That they chose Belle Isle to kill Frances disturbed Tintori greatly. She thought back on the many picnics on Belle Isle, and happy wedding photos taken in front of the Scott Fountain. What did her older relatives think when they went there, Tintori wonders. Did they think of Frances?
When Rocco and Pasquale told the gang capo who hoped to marry Frances that they had killed her and restored honor to the family, he was horrified. A hit was ordered on the brothers, which created a whole new set of problems. Their father went to the gang boss, begging that his sons' lives be spared. Domenico's plea: That he had already lost a daughter.
As for Frances' barber, he disappeared. "He thought he would be next," Tintori said.
Police kept out of it
It's hard to imagine today how such a thing could happen in the 20th century, in a North American city, without raising the interest of the police.
"Omerta," Tintori said. "You don't tell."
Detroit was also a densely populated, somewhat lawless place in 1919, when Prohibition went into law in Michigan. Organized crime was just taking shape and rival neighborhood gangs fought over turf.
JoEllen Vinyard, a history professor at Eastern Michigan University, describes what the city was like in the newer immigrant enclaves.
"There were more blind pigs after Prohibition, than there had been bars," Vinyard said. "The city was packed to the gills because of all the new migration from the South that had come in, and a booming auto industry. It was lawless, the gangs were pretty much in control of their territory."

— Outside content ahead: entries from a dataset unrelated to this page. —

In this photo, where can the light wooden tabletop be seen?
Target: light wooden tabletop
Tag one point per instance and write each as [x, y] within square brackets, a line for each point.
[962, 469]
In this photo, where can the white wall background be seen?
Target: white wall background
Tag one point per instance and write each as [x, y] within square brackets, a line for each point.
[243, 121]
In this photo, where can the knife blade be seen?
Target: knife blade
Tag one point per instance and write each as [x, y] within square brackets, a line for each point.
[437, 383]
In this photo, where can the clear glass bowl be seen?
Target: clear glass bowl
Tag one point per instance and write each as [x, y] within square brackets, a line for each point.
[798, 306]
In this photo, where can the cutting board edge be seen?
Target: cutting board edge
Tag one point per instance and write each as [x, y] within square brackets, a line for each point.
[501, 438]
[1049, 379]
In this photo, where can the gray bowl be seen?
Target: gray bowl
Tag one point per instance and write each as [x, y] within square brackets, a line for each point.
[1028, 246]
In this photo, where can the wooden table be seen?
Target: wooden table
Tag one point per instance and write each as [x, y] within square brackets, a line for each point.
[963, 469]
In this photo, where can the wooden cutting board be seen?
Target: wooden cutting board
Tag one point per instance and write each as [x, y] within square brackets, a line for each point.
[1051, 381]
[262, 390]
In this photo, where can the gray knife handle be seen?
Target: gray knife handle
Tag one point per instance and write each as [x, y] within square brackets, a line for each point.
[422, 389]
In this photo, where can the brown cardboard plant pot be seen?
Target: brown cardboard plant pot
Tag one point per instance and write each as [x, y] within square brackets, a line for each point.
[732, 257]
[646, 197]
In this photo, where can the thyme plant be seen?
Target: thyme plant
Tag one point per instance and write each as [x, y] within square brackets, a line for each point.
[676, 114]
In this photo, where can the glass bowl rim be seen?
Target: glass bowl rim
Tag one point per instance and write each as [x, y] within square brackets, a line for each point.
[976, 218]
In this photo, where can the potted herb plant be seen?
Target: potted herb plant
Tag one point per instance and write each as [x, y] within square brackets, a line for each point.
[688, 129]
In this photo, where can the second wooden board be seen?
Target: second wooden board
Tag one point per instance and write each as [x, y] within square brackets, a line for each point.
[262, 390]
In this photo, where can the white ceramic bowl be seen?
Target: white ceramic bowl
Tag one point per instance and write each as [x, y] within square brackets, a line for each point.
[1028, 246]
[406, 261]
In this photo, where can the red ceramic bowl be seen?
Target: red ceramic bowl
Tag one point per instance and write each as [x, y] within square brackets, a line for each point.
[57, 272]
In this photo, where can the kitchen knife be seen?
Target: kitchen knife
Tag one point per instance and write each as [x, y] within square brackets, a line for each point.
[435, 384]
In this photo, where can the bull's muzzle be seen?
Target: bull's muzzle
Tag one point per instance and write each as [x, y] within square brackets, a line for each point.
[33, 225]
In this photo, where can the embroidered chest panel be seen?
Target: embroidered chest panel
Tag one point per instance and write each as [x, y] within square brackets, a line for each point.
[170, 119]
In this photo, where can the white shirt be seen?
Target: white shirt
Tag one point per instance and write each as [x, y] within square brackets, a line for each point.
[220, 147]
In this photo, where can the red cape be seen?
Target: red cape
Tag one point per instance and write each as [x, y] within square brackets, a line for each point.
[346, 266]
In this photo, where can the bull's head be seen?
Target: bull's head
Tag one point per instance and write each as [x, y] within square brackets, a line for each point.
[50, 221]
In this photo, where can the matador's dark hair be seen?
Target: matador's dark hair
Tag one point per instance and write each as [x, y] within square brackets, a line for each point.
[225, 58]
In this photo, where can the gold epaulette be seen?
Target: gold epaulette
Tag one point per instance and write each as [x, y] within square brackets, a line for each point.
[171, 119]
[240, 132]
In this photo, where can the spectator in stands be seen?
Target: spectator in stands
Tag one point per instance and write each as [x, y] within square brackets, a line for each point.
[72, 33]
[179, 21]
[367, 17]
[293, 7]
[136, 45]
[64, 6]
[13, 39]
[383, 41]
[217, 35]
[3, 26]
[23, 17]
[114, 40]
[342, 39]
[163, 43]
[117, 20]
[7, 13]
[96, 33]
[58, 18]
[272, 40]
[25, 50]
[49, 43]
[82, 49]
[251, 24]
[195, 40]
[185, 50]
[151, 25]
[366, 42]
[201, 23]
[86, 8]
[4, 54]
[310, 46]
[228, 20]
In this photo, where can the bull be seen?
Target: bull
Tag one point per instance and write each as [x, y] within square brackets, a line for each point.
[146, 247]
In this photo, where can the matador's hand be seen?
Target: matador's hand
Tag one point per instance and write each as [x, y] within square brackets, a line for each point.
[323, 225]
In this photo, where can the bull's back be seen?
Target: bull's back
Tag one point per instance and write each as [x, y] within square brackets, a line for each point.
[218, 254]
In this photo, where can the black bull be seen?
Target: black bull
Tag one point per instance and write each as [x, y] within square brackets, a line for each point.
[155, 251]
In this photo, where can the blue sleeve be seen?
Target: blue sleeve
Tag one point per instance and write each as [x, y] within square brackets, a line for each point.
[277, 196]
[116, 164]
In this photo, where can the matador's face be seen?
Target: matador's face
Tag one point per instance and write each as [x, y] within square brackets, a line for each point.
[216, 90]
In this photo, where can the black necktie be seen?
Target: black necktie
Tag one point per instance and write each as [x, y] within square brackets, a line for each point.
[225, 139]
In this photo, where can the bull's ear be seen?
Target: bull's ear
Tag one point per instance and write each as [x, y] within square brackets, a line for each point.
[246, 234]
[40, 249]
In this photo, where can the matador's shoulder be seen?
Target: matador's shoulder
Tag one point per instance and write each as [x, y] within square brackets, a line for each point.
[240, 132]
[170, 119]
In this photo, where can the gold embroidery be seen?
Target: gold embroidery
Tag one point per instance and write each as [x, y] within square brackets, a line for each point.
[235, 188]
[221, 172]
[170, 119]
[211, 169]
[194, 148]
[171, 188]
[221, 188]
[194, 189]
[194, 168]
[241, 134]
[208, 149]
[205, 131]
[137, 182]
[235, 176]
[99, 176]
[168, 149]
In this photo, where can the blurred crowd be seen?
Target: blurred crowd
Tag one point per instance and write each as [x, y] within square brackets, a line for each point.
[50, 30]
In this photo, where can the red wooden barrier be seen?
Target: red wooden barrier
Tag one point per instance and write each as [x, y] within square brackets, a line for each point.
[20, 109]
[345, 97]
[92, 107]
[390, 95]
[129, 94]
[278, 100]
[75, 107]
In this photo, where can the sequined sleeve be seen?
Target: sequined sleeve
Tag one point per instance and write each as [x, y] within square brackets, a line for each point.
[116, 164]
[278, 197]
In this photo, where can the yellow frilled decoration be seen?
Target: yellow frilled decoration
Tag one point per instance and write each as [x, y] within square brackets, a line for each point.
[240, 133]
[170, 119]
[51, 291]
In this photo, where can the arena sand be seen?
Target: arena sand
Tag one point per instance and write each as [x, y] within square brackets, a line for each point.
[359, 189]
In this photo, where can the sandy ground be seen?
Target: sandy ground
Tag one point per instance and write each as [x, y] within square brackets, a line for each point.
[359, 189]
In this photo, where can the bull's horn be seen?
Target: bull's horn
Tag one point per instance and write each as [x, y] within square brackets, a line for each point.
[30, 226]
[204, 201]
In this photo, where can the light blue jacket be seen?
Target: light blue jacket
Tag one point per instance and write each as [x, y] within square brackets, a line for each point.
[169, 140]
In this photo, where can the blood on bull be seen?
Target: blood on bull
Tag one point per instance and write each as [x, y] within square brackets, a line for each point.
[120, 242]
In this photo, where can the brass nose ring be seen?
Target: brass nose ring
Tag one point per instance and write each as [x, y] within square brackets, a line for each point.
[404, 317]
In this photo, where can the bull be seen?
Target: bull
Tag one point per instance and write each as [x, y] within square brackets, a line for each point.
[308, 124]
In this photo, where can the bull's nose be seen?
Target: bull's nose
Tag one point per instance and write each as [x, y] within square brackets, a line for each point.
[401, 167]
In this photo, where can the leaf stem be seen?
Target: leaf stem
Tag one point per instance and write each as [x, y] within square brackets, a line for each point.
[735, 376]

Detroit's newer ethnic neighborhoods, where Italians and Poles lived, were particularly impenetrable.
"These were very closed, ethnic societies," Vinyard said. "They had their own churches and social groups, they associated with each other. Many did not even speak English, especially the women."
Many girls from the ethnic neighborhoods didn't even go to school. Because the older Costa daughters Giusippina and Frances already could read and write, they didn't attend school, so there was no sudden absence to explain after Frances disappeared. After Tintori found out what happened to Frances, she summoned up the nerve to ask her mother Jenny about it. Her mother's reaction was immediate, profane and angry. "Forget about that (expletive)" she shouted. Jenny had never even told her husband, Tintori's father, about Frances.
Faced with either outright hostility, or with tears from the older generation -- her great-uncles Louie and Michael both cried when recalling their sister Frances -- Tintori pressed on for years, trying to piece together how such a thing could happen in 20th century Detroit.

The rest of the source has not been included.